Bill Brown: What is cool is that The Bradley’s been able to embrace them and hang their art.
Cat Wise: He says public art has played a significant role in Fort Wayne’s revitalization efforts, which have also included riverfront development and a baseball stadium.
Nationally, a 2018 survey by the nonprofit Americans For the Arts found that 70 percent of Americans believe that the arts improve the image and identity of their community. In Indiana, arts and culture is a $7.6 billion industry which supports more than 78,000 jobs.
Brown says, in Fort Wayne, nearly everyone is on board now with public art, but it took some time to get there.
Bill Brown: I think the change was the realization that the arts can drive economic development.
I think that — kind of that show me kind of thing, a conservative community, once they trust, they are all in. And that’s where I think, with people like Alex, it is about performance, trust, and talent.
Cat Wise: Hall and other Fort Wayne artists have been building on that trust and expanding their impact, like Theoplis Smith, who goes by the artistic name Phresh Laundry.
I met him at his new mural in the entrance tunnel to Electric Works, the recently renovated former campus of General Electric that was vacant for years. Smith, an internationally recognized artist whose work can be seen throughout Fort Wayne, including at The Bradley Hotel, has high hopes for his city.
Theoplis Smith, Artist: I want this to be like a mecca in the North region to see the arts flourished.

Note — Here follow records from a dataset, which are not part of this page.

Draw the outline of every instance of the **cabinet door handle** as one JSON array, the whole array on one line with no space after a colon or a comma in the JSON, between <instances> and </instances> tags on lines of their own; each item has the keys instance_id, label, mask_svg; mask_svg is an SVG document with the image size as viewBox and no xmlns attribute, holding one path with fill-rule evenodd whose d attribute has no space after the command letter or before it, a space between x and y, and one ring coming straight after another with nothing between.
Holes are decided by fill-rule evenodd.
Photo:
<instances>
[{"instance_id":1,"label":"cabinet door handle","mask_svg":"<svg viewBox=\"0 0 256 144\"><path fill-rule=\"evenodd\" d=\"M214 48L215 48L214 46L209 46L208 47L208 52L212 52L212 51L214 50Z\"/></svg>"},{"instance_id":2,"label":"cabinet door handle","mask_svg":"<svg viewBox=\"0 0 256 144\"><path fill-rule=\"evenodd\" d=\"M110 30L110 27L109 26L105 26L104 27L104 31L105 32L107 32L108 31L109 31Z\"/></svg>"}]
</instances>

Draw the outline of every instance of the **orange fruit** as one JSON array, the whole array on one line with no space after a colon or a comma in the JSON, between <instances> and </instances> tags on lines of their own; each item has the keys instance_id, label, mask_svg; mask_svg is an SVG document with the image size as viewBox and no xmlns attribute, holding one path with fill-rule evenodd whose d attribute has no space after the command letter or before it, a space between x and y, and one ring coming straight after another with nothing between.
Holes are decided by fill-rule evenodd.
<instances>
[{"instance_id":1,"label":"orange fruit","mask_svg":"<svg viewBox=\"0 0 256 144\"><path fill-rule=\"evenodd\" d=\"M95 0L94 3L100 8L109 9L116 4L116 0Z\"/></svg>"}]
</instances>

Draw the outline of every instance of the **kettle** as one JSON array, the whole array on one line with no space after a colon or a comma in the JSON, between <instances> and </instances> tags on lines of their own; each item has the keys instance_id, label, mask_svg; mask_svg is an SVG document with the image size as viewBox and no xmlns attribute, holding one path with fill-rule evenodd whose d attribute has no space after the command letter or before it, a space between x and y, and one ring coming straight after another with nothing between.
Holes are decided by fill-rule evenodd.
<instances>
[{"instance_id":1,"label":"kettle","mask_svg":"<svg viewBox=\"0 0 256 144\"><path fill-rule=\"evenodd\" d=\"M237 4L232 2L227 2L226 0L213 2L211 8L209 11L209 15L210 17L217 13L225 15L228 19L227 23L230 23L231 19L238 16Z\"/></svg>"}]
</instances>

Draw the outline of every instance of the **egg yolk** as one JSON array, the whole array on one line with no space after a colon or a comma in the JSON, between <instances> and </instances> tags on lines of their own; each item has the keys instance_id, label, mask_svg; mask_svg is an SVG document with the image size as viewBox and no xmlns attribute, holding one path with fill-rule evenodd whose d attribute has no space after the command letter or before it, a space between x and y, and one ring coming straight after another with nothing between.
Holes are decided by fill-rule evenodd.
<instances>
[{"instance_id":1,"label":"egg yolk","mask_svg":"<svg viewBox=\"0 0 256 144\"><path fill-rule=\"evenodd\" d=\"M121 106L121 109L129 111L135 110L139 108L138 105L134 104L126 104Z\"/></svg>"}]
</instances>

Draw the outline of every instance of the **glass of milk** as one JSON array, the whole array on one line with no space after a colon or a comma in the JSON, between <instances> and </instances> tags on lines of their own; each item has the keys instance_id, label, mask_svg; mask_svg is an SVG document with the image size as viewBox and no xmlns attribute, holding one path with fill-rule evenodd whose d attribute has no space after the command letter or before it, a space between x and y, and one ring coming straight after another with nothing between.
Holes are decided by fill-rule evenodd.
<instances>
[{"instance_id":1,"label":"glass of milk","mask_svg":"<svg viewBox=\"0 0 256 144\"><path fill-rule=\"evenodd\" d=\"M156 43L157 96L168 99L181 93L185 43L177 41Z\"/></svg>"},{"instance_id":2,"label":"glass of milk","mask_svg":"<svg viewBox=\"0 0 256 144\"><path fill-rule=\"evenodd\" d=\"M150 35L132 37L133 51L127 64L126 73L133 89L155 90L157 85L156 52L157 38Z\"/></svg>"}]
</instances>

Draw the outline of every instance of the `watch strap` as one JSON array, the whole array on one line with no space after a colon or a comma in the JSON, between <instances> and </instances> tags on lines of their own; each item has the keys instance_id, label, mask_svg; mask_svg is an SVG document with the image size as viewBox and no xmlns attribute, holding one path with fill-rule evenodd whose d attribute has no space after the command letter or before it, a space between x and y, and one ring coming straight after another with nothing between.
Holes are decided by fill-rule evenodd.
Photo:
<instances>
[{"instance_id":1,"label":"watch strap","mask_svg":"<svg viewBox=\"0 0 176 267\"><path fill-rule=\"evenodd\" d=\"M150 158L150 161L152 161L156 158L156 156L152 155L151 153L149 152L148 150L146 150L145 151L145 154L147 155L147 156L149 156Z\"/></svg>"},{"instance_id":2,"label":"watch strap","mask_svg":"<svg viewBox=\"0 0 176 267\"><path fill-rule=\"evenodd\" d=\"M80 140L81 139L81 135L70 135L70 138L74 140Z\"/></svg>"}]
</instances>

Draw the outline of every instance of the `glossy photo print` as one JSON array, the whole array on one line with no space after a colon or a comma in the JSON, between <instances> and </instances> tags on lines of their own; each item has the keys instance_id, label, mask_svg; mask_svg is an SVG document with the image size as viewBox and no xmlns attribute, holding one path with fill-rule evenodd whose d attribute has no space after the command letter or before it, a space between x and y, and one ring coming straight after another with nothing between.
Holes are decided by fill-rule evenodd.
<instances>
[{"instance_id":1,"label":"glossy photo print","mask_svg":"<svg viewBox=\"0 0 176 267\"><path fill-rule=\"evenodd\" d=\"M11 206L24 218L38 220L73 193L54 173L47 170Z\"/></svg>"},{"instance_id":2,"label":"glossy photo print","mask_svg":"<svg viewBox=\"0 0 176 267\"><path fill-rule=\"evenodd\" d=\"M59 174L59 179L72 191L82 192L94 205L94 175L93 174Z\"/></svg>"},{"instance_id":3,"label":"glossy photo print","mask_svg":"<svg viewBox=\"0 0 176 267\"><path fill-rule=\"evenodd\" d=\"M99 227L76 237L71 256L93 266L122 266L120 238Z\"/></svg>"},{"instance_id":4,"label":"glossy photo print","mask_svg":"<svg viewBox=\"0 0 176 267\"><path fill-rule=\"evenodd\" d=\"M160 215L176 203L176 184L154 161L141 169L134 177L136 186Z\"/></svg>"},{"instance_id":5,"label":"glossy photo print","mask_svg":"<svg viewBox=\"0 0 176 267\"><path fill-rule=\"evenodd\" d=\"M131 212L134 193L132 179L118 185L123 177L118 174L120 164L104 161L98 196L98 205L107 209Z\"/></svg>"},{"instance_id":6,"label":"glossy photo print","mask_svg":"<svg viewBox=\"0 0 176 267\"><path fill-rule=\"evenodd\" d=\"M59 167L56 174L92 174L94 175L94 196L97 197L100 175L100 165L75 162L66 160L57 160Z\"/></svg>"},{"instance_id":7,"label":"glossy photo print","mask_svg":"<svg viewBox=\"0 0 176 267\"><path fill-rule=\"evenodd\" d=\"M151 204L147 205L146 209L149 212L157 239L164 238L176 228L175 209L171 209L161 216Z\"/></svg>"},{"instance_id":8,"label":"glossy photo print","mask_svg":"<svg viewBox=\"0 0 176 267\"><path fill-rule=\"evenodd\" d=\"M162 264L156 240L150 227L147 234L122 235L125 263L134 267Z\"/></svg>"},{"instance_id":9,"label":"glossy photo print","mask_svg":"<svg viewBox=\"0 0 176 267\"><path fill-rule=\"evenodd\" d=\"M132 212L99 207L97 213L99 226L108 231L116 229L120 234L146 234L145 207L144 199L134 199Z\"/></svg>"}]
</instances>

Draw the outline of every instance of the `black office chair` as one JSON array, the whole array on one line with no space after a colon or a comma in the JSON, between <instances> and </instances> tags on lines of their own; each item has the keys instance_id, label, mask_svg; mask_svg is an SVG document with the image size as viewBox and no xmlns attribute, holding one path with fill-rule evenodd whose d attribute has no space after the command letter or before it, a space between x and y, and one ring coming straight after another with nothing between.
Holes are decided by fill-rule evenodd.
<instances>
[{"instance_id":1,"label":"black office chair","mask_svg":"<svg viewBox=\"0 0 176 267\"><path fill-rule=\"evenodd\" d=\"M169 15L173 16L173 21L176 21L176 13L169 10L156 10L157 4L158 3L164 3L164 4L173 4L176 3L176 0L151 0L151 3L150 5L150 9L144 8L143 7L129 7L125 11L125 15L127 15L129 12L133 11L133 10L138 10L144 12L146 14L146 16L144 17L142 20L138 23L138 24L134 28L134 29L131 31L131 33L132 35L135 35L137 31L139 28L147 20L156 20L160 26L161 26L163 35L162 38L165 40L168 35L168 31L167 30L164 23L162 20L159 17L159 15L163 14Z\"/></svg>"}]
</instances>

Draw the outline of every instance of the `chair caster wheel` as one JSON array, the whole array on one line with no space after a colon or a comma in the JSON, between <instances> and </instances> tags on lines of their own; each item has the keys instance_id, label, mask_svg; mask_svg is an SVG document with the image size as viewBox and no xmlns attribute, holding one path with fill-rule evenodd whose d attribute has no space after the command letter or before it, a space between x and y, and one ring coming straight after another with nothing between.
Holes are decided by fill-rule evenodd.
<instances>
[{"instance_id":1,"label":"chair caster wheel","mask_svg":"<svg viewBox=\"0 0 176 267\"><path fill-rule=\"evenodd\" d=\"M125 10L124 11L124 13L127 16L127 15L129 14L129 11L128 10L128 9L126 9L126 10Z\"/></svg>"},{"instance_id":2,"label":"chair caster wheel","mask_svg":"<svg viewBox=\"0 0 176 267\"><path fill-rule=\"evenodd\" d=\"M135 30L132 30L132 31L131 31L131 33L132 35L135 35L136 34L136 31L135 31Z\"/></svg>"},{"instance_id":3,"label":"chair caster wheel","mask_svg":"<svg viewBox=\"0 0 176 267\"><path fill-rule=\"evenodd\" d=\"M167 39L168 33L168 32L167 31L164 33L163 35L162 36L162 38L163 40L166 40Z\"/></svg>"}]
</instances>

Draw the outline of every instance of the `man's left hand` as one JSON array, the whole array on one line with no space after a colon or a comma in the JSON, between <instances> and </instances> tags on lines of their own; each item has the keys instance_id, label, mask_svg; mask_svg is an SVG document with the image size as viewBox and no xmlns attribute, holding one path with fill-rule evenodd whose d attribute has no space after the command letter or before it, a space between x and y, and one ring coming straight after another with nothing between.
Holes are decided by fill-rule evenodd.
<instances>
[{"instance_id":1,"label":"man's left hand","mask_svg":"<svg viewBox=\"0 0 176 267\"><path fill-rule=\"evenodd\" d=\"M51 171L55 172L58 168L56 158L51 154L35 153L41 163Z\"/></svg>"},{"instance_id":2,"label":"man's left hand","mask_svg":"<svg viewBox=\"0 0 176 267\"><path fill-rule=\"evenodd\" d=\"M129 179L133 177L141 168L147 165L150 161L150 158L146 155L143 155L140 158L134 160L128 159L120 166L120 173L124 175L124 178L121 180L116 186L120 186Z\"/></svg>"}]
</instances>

Being the second largest city in Indiana, the economy is growing. You have people in all walks of life coming into Fort Wayne to see what we have to offer.
We want to make sure we are screaming and echoing arts.
Cat Wise: But, as his city grows, he wants to make sure everyone is included and able to access the arts.
Theoplis Smith: You have your fine line between gentrification vs. revitalization. It makes sure that you have the right people at the table to make it cohesive. You want people to feel invited, feel welcome, feel, I belong here.
Cat Wise: Hall also wants to make public art more accessible.
Alexandra Hall: What we have created is the huge melting pot of street art. We are seeing lots of diversity in the cultures and ethnicities and where someone is from, Brazil, Germany, you name it.
Cat Wise: She’s now consulting with communities outside of Fort Wayne. And, over the past three years, she’s led more than three dozen projects in rural towns in Indiana, New York, and Pennsylvania.
And while she still loves to travel, she has no plans to leave her hometown.
For the “PBS NewsHour,” I’m Cat Wise in Fort Wayne, Indiana.